Le parcours d’un militaire vers les urnes
En septembre 2021, Mamadi Doumbouya renverse le président Alpha Condé. Il promet alors une transition sans ambition électorale. À l’époque, la charte interdisait aux membres de la junte de se présenter à l’élection présidentielle.
Mais les règles ont changé. Une nouvelle Constitution est entrée en vigueur. Ce texte, adopté par référendum, ne bloque plus l’accès au pouvoir aux militaires au pouvoir.

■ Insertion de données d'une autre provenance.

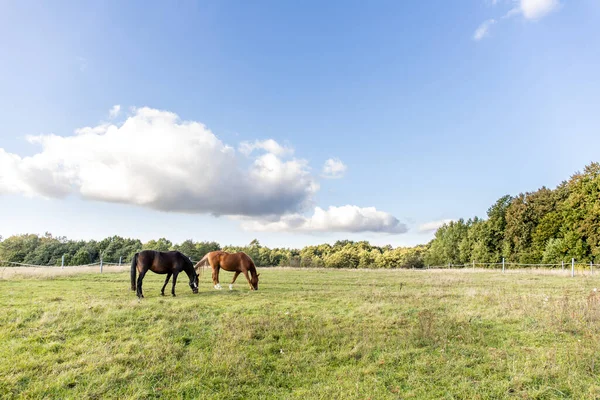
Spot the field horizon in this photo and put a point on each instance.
(304, 334)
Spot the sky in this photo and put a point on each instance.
(294, 123)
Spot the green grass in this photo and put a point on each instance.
(309, 334)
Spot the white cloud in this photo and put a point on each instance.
(433, 225)
(335, 219)
(483, 29)
(535, 9)
(157, 161)
(334, 168)
(114, 111)
(268, 145)
(529, 9)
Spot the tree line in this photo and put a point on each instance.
(545, 226)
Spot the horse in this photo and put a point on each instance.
(170, 263)
(233, 262)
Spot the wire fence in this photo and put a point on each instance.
(573, 268)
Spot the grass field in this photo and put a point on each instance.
(310, 334)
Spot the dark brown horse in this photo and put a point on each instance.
(233, 262)
(170, 263)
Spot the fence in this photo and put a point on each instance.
(573, 267)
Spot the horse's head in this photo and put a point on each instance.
(194, 283)
(254, 281)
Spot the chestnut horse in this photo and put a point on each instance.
(233, 262)
(170, 263)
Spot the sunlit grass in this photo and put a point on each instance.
(304, 334)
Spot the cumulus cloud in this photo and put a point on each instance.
(433, 225)
(269, 145)
(483, 29)
(529, 9)
(535, 9)
(334, 168)
(114, 111)
(335, 219)
(155, 160)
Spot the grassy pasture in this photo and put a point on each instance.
(310, 334)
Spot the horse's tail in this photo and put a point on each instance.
(202, 263)
(133, 271)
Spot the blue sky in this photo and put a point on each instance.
(433, 110)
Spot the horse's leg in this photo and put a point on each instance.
(245, 271)
(162, 291)
(174, 282)
(234, 278)
(216, 283)
(139, 284)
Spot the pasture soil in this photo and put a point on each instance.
(309, 334)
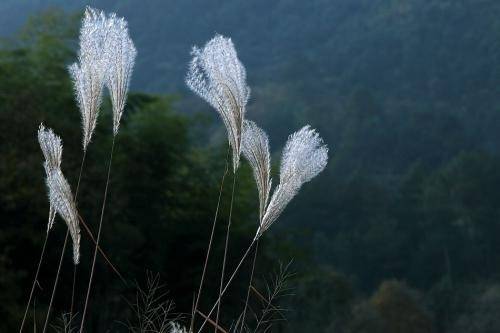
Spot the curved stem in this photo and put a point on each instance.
(55, 282)
(64, 247)
(225, 252)
(195, 308)
(98, 235)
(228, 283)
(35, 280)
(250, 285)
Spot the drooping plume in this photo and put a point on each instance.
(60, 197)
(255, 148)
(90, 73)
(122, 53)
(304, 157)
(217, 75)
(51, 147)
(62, 200)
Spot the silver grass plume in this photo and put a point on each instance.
(217, 75)
(255, 148)
(90, 72)
(305, 155)
(61, 199)
(51, 147)
(122, 53)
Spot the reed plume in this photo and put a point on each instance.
(305, 155)
(119, 53)
(122, 53)
(59, 192)
(217, 75)
(51, 147)
(255, 148)
(90, 72)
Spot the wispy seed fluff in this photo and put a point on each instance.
(255, 148)
(303, 158)
(122, 53)
(90, 73)
(217, 75)
(60, 197)
(51, 146)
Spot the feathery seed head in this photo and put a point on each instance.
(51, 146)
(61, 199)
(59, 192)
(305, 155)
(90, 72)
(122, 53)
(217, 75)
(255, 148)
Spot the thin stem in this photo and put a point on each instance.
(229, 282)
(250, 285)
(98, 235)
(56, 281)
(75, 266)
(35, 280)
(195, 308)
(225, 252)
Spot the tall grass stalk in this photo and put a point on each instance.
(195, 307)
(231, 278)
(226, 245)
(110, 161)
(249, 285)
(64, 250)
(35, 281)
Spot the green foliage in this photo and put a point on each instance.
(405, 94)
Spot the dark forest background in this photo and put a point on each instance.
(399, 234)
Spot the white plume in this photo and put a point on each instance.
(217, 75)
(122, 53)
(90, 73)
(60, 197)
(255, 148)
(304, 157)
(51, 146)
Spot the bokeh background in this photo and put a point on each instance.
(399, 234)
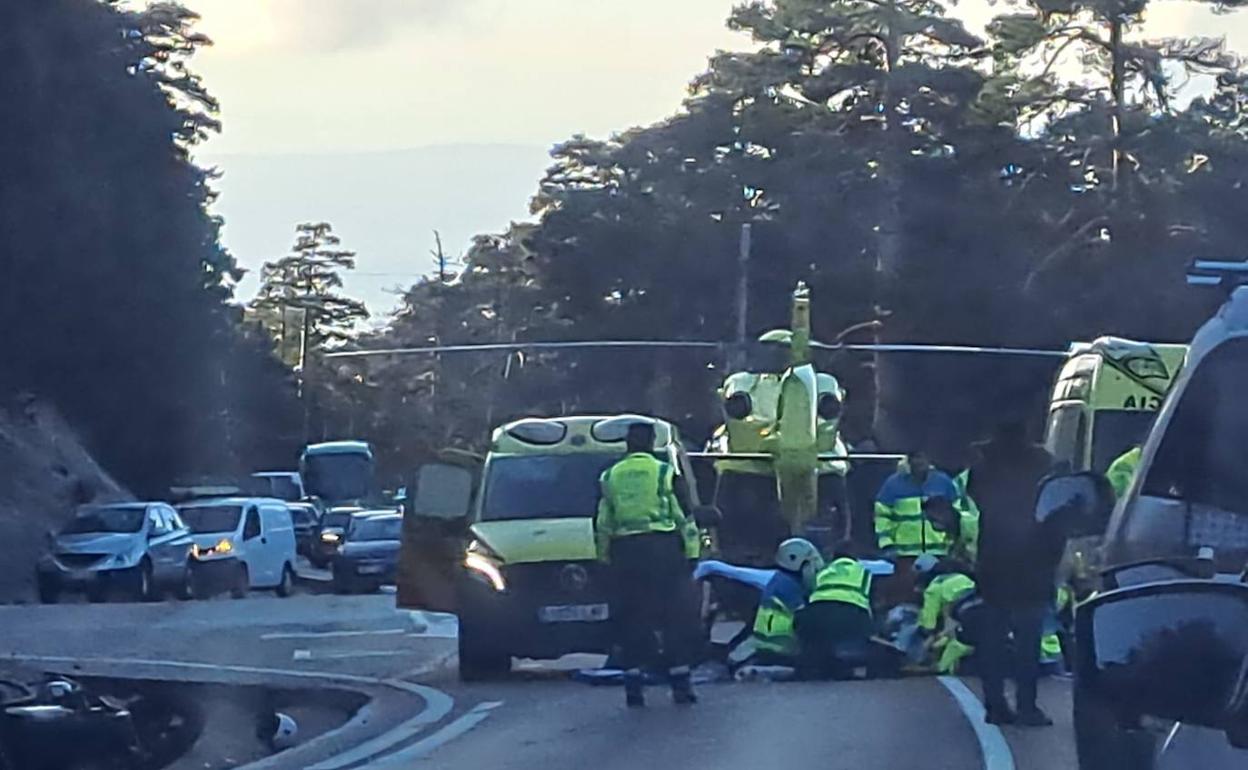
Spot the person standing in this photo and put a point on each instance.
(836, 618)
(900, 526)
(1122, 471)
(643, 534)
(902, 531)
(1015, 574)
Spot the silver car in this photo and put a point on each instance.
(139, 549)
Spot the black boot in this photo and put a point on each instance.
(634, 690)
(682, 688)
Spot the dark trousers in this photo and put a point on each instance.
(835, 638)
(1001, 658)
(654, 603)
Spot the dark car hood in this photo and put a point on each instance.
(365, 549)
(99, 542)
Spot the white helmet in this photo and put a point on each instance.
(800, 555)
(286, 734)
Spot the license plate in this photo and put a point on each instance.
(573, 613)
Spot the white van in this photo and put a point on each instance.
(241, 543)
(1162, 647)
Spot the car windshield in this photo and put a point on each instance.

Le général Doumbouya peut donc, légalement, se présenter.
En parallèle, il multiplie les déplacements et les discours. Il se montre souvent dans des cérémonies publiques. Son ton devient plus politique. Son image est travaillée. Tout cela ressemble fortement à une entrée en campagne.
Une Constitution révisée et une opposition affaiblie
Les signaux sont clairs. Le pouvoir a fait évoluer le cadre légal en sa faveur. En modifiant la Constitution, il a levé les obstacles juridiques. Ainsi, Doumbouya peut briguer la présidence sans enfreindre les textes actuels.
Mais ce n’est pas tout. Le paysage politique guinéen se vide de ses forces d’opposition. Plusieurs partis restent suspendus. D’autres sont empêchés de manifester. Des figures majeures vivent en exil ou sont réduites au silence.
Dans ce contexte, l’élection à venir perd de sa compétitivité. La pluralité politique s’efface peu à peu. Le climat reste tendu. L’espace d’expression se réduit. Le pouvoir semble verrouiller les conditions du scrutin.
Un scrutin qui soulève des doutes
L’élection présidentielle de 2025 est toujours prévue. Mais une question demeure : cette élection permettra-t-elle un véritable choix ?
La transition initialement annoncée comme temporaire semble s’éterniser. Les modifications légales et les contraintes imposées à l’opposition donnent une impression de scénario déjà écrit.
Si Mamadi Doumbouya se présente et l’emporte, son élection semblera plus validée que disputée. Dans ce cas, la Guinée risque de suivre la voie d’autres pays où les transitions militaires débouchent sur des présidences durables.
Le regard des citoyens guinéens et de la communauté internationale sera crucial. Face à une telle concentration de pouvoir, leur réaction pourra peser sur le futur politique du pays.